Immerhin hatte er mit den ehemaligen Weltmeisterinnen Anja Huber (2008) und Marion Thees (2009/2011), dem WM-Zweiten von 2012, Frank Rommel, und dem Weltcup-Gesamtdritten Alexander Kröckel (2013) hochdekorierte Athleten am Start. Doch mehr als ein achter Platz von Huber und Rang neun von Kröckel sprang nicht heraus. "Wir bekommen hier gerade am Start einfach einen übergebraten", analysierte Olympia-Debütant Kröckel treffend. Der ehemalige Skispringer gilt neben Sophia Griebel, die Zehnte wurde, als Zukunftshoffnung.

Die letzte Hoffnung auf ein deutsches Happy End bei den Sotschi-Spielen nach dem schwachen Abschneiden der Frauen konnte auch Rommel nicht erfüllen. Im Gegenteil: Der Eisenacher fiel im Sliding Center Sanki noch von Platz sieben auf Rang elf zurück und blieb damit sogar hinter seinem Teamkollegen. Nach vier Durchgängen hatte Kröckel vier Sekunden Rückstand auf den russischen Olympiasieger Alexander Tretjakow. Zweiter wurde der lettische Weltcup-Gesamtsieger Martins Dukurs vor US-Pilot Matthew Antoine.

Müller lud seine Athleten zu einer ersten Auswertung ein. Die tiefgründigen Analysen sollen erst in den nächsten Wochen erfolgen. "Da muss wirklich alles auf dem Prüfstand. Ich habe mir darüber schon Gedanken gemacht, darüber will ich jetzt aber noch nicht reden", erklärte Müller. Er steckt in dem Dilemma, dass die Youngster noch nicht soweit sind und die Routiniers Huber, Thees und Rommel alle ihr definitiv letztes Olympia-Rennen absolvierten, ihr Karriereende aber noch nicht verkünden wollen. Die WM 2015 in Winterberg reizt viele noch.

Es muss etwas passieren - und zwar relativ schnell.
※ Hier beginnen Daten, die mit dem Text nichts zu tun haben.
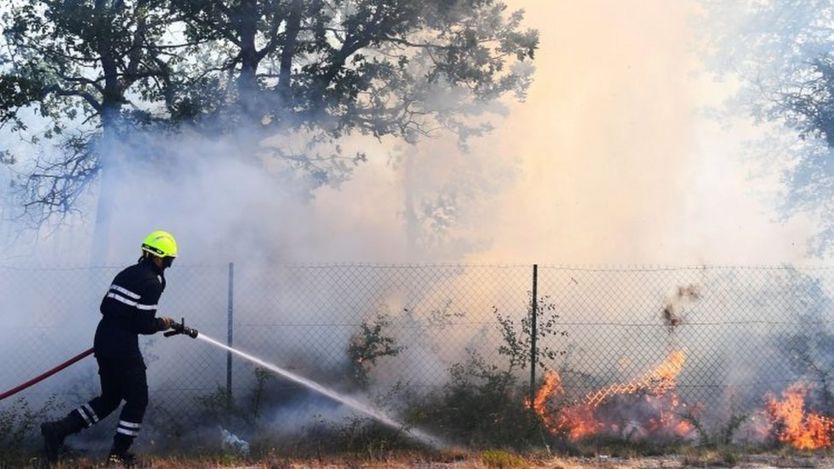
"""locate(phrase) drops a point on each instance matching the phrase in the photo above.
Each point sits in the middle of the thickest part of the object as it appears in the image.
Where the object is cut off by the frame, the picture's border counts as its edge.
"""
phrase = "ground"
(487, 460)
In Sotschi war sogar Müller ob der Zeitrückstände von drei bis vier Zehntelsekunden am Start ratlos. "Wir haben im Sommer auf jeden Fall Riesenanstrengungen unternommen, wir sind viel auf Eis gestartet und haben uns eigentlich eine Optimierung am Start erhofft", meinte Müller. "Ich denke, so viel verkehrt haben wir dort nicht gemacht." Niederlagen fördern Ausreden und fordern Erklärungen.

Bereits nach der durchwachsenen Weltcup-Saison ohne deutschen Sieg betonte Müller, er suche dringend andere Typen für seinen Sport - keine Ex-Rodler: "Bei den anderen Nationen kommen die Skeletonis eher aus den Schnellkraftsportarten oder der Leichtathletik. In Deutschland kommen die Talente meistens übers Rodeln", sagte der Rodel-Olympiasieger von 1988. "Man muss in Deutschland auch für die Zukunft überlegen, wie man das machen will."

Ein großes Problem sieht er im Zeitfaktor. Es dauert eine geraume Zeit, bis sich Sprinter an die Bahnen gewöhnen. "Wir haben das auch schon probiert. Einige Sprinter waren am Start gut, hatten aber große Probleme in der Bahn", erklärte Müller. "Man muss vielleicht andere Leute zum Skeleton bringen, Athleten aus Risikosportarten wie Ski alpin, die eine gewisse Art an Risikobereitschaft mitbringen wie Turnen oder Skispringen."